Everyone always thinks of divorce as a major tragedy for a child. And it is. In many cases, the parent who moves out has little to no contact with the kids. There are emotional and financial struggles. But the breakup could have a positive effect too. It may actually help strengthen your own marriage later in life. Take a look at the five relationship-saving lessons you can learn from your parents' divorce.
1. You learn to express how you feel when you feel it. When you hold things in or tamp down your emotions, it will eventually lead to a big blow-up. That is something many children of divorced parents have witnessed time and time again. The only way to avoid that in your own relationship is to be open and honest.
2. Marry someone you trust. Many marriages break up because of lies. Lies about fidelity, expenses, and various other behaviors. It's hard to know exactly the type of person your would-be husband or wife will turn into, but trust must be more important than lust or anything else when you think you've found The One.
3. You can make your husband feel needed without being financially dependent on him. Cindy Crawford once revealed that her mother was still financially dependent on her father even after they split. So when he was angry, he would withhold those much-needed checks to get back at her. Like many other women, going through that made Crawford determined to be financially independent. But at the same time, she wanted to make her husband Rande Gerber feel needed. So she focuses on small things in their relationship where he can still get that feeling. She has come to realize that it's okay to lean on him sometimes. If opening the door for you makes him feel good, then let him. She realized it feels good to her too.
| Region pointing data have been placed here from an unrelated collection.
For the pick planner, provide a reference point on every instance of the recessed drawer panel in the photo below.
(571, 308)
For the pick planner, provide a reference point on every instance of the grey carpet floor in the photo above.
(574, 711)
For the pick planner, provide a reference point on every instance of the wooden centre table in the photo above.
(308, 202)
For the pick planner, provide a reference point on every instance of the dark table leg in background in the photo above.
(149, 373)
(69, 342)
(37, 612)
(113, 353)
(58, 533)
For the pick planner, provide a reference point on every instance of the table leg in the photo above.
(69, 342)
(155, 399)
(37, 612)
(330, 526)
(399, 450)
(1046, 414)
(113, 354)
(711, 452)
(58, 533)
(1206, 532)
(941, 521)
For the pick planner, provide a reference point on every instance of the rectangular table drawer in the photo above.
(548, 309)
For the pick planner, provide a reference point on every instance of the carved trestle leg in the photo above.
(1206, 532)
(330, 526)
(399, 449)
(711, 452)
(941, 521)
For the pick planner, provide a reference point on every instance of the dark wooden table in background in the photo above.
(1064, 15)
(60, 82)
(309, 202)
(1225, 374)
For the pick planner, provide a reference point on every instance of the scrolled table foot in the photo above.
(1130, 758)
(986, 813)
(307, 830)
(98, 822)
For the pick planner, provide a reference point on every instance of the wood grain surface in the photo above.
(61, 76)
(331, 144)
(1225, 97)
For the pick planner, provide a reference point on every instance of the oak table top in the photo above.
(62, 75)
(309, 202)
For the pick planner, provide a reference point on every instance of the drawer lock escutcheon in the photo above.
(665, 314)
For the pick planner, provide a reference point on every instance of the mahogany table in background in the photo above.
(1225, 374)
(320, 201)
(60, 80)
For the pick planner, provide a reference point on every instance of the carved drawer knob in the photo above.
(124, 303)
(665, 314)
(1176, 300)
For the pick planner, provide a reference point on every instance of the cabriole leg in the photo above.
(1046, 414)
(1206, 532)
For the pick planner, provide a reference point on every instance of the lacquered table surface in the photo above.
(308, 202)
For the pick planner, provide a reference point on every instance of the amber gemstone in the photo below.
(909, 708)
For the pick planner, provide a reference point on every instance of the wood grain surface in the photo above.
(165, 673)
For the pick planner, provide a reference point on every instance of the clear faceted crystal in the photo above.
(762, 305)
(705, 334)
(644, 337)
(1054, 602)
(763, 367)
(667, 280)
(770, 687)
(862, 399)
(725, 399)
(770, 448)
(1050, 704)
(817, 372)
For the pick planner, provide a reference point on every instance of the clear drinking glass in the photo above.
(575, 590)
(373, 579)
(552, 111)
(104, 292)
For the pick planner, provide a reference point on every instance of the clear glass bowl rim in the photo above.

4. Couple time will remind you why you love each other. Date night is not enough. Your parents never took a vacation without the kids, so they never really got a break. Regular grownup getaways may not save all marriages, but they can't hurt. It is a great way for a pair to focus on each other and remember why they fell in love in the first place.
5. Don't give up the things you love for love. I know many women who gave up their careers or men who didn't take a risk with their own because they were married. Those situations can lead to tension and resentment down the road. If you feel strongly about something, talk to each other and find a compromise that will make you both happy. It won't work out every time, but at least you addressed it together.
If you have divorced parents, what did you learn from the experience?